Metabolic engineering of a reduced-genome strain of Escherichia coli for L-threonine production

Abstract
Deletion of large blocks of nonessential genes that are not needed for metabolic pathways of interest can reduce the production of unwanted by-products, increase genome stability, and streamline metabolism without physiological compromise. Researchers have recently constructed a reduced-genome Escherichia coli strain MDS42 that lacks 14.3% of its chromosome.

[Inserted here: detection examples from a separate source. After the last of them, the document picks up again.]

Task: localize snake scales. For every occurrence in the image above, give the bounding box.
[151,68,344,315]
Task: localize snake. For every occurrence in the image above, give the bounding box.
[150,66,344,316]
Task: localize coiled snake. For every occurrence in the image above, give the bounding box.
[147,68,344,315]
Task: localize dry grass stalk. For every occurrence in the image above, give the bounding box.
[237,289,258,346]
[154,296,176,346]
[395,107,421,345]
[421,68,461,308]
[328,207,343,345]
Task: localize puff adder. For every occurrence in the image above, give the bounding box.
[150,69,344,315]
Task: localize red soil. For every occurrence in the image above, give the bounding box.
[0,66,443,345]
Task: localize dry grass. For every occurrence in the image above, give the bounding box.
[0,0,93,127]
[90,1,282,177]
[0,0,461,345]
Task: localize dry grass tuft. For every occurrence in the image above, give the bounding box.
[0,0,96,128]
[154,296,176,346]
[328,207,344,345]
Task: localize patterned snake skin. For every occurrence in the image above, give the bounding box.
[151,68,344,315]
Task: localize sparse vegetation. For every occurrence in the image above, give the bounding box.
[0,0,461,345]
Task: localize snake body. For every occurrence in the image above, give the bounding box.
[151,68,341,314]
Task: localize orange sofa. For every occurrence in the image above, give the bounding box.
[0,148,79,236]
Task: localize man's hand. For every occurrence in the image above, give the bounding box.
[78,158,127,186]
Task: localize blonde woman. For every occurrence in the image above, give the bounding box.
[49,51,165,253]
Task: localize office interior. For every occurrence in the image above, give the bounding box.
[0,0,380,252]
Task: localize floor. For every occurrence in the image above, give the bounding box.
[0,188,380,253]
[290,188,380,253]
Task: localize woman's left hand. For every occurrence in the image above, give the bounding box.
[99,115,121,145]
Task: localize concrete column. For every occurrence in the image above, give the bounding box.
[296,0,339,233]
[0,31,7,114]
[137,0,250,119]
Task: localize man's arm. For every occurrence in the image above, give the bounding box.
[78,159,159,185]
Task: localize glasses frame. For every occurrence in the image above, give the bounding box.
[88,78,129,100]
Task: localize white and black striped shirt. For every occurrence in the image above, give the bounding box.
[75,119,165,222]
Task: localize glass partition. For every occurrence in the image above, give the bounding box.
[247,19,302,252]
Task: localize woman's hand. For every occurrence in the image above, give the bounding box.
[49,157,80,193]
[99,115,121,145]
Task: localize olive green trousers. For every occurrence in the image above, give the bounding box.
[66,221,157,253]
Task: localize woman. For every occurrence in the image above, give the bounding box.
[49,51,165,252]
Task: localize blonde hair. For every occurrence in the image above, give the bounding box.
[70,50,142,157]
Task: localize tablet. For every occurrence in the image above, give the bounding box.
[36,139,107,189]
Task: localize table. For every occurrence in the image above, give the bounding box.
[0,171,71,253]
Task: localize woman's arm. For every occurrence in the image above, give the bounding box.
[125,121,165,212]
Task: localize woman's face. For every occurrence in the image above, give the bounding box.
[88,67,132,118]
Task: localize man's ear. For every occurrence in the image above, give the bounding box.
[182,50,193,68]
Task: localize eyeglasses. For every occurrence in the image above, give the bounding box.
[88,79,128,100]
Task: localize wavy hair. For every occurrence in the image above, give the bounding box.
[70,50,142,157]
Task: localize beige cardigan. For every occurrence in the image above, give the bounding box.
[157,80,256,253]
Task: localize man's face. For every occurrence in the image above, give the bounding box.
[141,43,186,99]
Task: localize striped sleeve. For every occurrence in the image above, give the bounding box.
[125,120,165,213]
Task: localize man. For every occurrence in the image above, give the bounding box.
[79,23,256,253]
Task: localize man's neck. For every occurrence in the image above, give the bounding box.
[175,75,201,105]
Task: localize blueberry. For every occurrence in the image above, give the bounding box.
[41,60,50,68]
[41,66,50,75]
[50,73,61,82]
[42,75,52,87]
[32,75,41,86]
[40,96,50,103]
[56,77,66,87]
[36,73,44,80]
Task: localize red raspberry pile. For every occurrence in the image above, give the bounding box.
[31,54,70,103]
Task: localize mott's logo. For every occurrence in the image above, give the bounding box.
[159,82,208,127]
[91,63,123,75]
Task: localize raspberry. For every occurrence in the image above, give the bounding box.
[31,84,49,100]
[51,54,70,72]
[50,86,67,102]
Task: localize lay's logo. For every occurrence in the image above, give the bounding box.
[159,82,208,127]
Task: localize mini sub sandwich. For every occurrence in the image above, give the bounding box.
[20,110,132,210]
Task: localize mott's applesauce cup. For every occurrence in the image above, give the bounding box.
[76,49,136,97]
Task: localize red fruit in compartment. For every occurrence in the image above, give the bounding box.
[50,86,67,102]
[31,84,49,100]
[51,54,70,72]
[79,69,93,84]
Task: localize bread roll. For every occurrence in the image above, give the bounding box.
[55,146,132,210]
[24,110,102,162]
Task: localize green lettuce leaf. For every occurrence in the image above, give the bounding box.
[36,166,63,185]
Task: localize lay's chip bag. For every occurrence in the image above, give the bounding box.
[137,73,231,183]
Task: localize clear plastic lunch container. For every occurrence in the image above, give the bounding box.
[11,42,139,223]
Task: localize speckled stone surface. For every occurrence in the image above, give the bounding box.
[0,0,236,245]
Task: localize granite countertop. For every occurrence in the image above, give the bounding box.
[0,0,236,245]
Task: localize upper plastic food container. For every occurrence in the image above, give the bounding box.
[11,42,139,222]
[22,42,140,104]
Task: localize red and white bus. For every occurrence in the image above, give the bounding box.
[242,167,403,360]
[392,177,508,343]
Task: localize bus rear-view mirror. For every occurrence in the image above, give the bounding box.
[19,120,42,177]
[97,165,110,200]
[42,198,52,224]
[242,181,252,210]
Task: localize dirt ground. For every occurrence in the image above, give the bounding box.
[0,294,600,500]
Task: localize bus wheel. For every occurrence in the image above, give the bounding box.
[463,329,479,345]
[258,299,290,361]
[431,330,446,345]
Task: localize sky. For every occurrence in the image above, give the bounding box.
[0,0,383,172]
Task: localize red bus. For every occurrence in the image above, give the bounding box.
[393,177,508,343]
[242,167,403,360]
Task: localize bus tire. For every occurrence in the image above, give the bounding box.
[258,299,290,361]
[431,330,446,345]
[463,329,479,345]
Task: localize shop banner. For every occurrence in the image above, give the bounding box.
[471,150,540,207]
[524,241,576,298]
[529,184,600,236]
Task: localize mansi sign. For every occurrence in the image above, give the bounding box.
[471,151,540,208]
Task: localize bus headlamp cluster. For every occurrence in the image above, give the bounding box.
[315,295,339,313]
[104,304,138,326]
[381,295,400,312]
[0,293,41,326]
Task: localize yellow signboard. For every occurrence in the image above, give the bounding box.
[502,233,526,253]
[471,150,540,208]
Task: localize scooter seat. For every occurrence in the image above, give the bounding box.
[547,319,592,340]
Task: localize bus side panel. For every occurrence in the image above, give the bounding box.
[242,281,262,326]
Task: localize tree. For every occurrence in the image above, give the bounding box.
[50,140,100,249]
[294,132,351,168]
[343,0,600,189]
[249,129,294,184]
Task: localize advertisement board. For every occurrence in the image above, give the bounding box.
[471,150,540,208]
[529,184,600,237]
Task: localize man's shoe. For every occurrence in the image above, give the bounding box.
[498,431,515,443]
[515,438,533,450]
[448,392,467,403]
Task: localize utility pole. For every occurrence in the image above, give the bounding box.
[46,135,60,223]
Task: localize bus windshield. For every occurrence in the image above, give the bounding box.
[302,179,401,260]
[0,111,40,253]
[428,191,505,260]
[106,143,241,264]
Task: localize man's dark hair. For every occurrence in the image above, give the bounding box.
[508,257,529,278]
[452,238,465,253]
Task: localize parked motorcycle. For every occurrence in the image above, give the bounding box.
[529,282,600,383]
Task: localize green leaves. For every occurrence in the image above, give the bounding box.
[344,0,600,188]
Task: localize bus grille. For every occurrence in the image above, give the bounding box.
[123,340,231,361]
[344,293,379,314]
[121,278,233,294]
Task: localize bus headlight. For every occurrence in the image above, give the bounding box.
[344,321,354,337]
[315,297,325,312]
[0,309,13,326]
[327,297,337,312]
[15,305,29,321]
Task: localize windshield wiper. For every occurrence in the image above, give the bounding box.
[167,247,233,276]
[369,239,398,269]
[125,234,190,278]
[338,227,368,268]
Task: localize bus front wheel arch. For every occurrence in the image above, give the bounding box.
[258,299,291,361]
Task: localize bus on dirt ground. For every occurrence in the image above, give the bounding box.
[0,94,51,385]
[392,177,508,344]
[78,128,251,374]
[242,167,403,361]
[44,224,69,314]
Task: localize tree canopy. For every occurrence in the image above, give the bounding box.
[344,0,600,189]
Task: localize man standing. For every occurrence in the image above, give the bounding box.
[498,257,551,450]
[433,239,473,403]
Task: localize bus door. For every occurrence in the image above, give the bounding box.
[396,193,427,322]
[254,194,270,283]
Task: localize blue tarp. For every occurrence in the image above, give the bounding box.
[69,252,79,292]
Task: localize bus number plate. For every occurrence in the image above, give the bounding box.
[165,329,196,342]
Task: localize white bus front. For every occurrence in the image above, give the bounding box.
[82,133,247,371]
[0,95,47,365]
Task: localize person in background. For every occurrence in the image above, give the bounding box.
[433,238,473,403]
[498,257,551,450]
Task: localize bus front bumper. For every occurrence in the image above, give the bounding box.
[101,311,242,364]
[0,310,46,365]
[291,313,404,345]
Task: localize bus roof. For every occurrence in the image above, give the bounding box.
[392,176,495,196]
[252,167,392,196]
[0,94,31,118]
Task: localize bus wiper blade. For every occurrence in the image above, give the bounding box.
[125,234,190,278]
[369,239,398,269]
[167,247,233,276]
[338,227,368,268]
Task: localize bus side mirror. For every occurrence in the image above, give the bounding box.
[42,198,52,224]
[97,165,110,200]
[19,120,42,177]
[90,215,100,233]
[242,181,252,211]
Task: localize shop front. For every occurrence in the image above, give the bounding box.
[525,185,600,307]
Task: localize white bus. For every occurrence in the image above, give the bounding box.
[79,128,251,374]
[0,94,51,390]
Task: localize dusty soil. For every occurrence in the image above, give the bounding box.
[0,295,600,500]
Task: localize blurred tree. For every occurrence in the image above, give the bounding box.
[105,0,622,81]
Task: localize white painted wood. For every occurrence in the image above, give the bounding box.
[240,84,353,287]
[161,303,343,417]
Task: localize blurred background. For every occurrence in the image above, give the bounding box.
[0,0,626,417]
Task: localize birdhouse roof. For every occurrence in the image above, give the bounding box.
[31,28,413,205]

Here we describe the reengineering of the MDS42 genome to increase the production of the essential amino acid L-threonine. To this end, we over-expressed a feedback-resistant threonine operon (thrA*BC), deleted the genes that encode threonine dehydrogenase (tdh) and threonine transporters (tdcC and sstT), and introduced a mutant threonine exporter (rhtA23) in MDS42. The resulting strain, MDS-205, shows an ~83% increase in L-threonine production when cells are grown by flask fermentation, compared to a wild-type E. coli strain MG1655 engineered with the same threonine-specific modifications described above. And transcriptional analysis revealed the effect of the deletion of non-essential genes on the central metabolism and threonine pathways in MDS-205. This result demonstrates that the elimination of genes unnecessary for cell growth can increase the productivity of an industrial strain, most likely by reducing the metabolic burden and improving the metabolic efficiency of cells.